A common discussion I have with other faculty: Drafts, and how to encourage students to take them seriously. Many of us have had the experience of strategically and sympathetically trying to articulate our feedback to our students in a way that makes clear what needs are most important for students to address between drafts; and many of us have experienced the exhausted feeling of defeat when our students correct a few misspellings, rewrite a sentence, and ship their paper back off.
It’s important to talk to our students in the classroom about what we mean when we say or ask for revision (sometimes evoking the quip, as in to “re-see”).
As a strategy, I try to make the process of revising feel real and necessary by changing the stakes of the assignment.
That could mean one of a few things:
- Requiring a longer final draft, or an ongoing word count per assignment
- Scaffolding assignments together so that the student can build upon, or even use, previous writing to continue a thread, or offer a new “chapter” towards an ongoing topic
- Changing the intended audience, often to one that is broader or “higher stakes.” Perhaps the first draft was the “small town newspaper” version, while the final draft is the “national magazine” evolution.
- Using different rubrics to grade each draft. For example, I place heavy grade emphasis on turning in first drafts that are on-topic, in full, on-time, and peer-reviewed, while final drafts are graded for their ability to synthesize and respond to feedback (including with a cover letter that articulates their revision decisions).
This approach—reframing the final product for revision—accomplishes a few pedagogical goals at once:
- It makes the experience of revision feel purposeful.
- It adds to an evolutionary/developmental attitude towards revision.
- It gives students a sense of the way writing is a matter of pacing and trajectory.
- It allows students to self-identify what they feel like is lacking from their first drafts.

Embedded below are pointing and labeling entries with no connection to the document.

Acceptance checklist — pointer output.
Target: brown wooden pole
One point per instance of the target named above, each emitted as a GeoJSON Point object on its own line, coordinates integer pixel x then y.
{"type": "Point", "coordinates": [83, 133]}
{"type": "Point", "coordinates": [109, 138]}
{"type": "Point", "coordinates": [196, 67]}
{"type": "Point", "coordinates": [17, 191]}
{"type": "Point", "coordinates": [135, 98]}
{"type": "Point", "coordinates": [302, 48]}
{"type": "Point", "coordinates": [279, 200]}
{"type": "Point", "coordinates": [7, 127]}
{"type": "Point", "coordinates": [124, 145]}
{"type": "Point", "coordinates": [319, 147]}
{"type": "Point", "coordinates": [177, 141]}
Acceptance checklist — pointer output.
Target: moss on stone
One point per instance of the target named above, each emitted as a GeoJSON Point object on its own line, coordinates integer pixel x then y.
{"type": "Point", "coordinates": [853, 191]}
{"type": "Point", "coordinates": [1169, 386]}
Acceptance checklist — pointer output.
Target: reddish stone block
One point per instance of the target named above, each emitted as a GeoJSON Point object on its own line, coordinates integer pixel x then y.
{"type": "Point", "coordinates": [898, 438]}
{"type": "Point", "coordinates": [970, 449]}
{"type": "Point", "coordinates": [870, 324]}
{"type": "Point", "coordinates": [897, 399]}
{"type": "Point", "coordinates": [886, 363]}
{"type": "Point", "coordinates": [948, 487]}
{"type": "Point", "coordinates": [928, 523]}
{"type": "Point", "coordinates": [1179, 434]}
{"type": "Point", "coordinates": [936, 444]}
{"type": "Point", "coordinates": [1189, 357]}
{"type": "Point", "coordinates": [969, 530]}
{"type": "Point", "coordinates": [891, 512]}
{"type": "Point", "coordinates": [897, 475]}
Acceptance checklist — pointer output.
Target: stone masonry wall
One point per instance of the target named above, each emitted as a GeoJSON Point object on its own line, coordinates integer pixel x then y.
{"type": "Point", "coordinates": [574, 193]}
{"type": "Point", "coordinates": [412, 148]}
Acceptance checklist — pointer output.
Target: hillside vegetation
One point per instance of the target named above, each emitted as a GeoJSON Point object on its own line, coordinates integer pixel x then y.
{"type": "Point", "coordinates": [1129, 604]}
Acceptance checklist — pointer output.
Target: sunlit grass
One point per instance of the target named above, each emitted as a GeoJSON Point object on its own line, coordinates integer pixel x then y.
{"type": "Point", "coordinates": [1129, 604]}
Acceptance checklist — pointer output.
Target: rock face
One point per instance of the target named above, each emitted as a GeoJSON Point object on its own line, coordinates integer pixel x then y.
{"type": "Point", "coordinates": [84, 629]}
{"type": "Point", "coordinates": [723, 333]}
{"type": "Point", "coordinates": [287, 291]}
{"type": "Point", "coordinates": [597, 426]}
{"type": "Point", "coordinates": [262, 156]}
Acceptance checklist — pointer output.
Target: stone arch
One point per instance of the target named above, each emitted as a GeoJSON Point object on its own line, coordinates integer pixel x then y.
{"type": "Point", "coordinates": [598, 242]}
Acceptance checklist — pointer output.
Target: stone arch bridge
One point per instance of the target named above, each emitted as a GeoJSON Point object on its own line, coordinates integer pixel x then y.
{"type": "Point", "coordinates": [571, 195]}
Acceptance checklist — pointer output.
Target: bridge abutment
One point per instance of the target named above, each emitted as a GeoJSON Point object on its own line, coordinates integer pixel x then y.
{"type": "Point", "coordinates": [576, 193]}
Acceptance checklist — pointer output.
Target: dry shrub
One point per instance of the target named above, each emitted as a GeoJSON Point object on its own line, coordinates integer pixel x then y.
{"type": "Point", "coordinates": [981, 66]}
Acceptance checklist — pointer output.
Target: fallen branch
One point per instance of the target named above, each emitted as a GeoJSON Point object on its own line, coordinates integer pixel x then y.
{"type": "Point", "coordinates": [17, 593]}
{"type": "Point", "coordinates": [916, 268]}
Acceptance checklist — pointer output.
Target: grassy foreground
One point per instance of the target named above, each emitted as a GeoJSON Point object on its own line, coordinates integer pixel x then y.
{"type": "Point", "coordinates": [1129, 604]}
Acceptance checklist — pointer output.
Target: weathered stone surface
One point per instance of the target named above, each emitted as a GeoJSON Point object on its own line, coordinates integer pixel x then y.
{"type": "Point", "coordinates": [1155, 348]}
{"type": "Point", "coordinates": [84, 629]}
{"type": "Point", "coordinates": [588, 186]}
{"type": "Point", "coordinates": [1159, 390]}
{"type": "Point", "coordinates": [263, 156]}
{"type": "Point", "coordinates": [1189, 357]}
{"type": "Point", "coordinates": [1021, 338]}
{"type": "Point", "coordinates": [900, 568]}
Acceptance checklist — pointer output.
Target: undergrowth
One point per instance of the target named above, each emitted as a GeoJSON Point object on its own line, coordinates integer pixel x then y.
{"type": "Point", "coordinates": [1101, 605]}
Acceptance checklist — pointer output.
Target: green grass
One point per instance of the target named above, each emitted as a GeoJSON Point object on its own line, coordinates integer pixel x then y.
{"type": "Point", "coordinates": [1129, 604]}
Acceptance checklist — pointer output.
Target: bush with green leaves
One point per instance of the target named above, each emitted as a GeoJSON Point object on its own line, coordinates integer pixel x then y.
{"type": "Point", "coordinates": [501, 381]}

- It gives students agency in choosing how to concentrate their efforts in revision, given the feedback/suggestions/tasks they have received.
Additionally, I separate out “revision/editing” and “proofing” both as concepts and on my schedule. At the end of the course, students concentrate on smaller-scale “proofing” of their final portfolios in the last weeks of the semester, generally while they are remediating or presenting on some portion of their work.